Faire une déclaration de TVA en comptabilité est particulièrement difficile à appréhender pour bon nombre de chefs d’entreprise. Ils doivent préalablement assimiler des notions propres à la comptabilisation de la taxe sur la valeur ajoutée pour ensuite réaliser les formalités exigées par l’administration fiscale. La procédure peut être lourde de conséquences puisqu’une simple erreur suffit pour que l’entreprise soit visée par un contrôle fiscal. La déclaration de la taxe à la valeur ajoutée (TVA) est un système périodique qui reprend les transactions commerciales réalisées. C’est un impôt indirect payé par les consommateurs sur les produits qu’ils achètent. Ce sont les entreprises qui la collectent pour le compte de l’État, en l’ajoutant au prix facturé, tant pour les produits que pour les services.

Comment faire sa déclaration de TVA en 2024 ?

En tant que professionnel, vous collectez la TVA sur vos ventes, et vous devez ensuite la rembourser à l’État. Vous pouvez également récupérer la taxe que vous acquittez auprès de vos fournisseurs. L’objectif de la déclaration de TVA est de chiffrer le montant que vous devez reverser à l’administration fiscale.
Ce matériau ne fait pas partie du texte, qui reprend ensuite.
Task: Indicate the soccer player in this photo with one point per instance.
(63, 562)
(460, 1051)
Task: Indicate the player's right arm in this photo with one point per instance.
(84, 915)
Ce guide pratique vous fournira les informations essentielles pour comprendre et réaliser votre déclaration de TVA en toute sérénité.

Les différents régimes de TVA

Le système déclaratif dépend du régime auquel est soumise l’entreprise. Voici les possibilités offertes aux entrepreneurs français, selon leur activité et le niveau de leur chiffre d’affaires. Ils peuvent toujours opter pour le régime supérieur.

Selon le régime d'imposition auquel l'entreprise est soumise (franchise en base de TVA, régime simplifié de TVA, régime réel normal), les règles en matière de déclaration et de paiement de la TVA sont différentes.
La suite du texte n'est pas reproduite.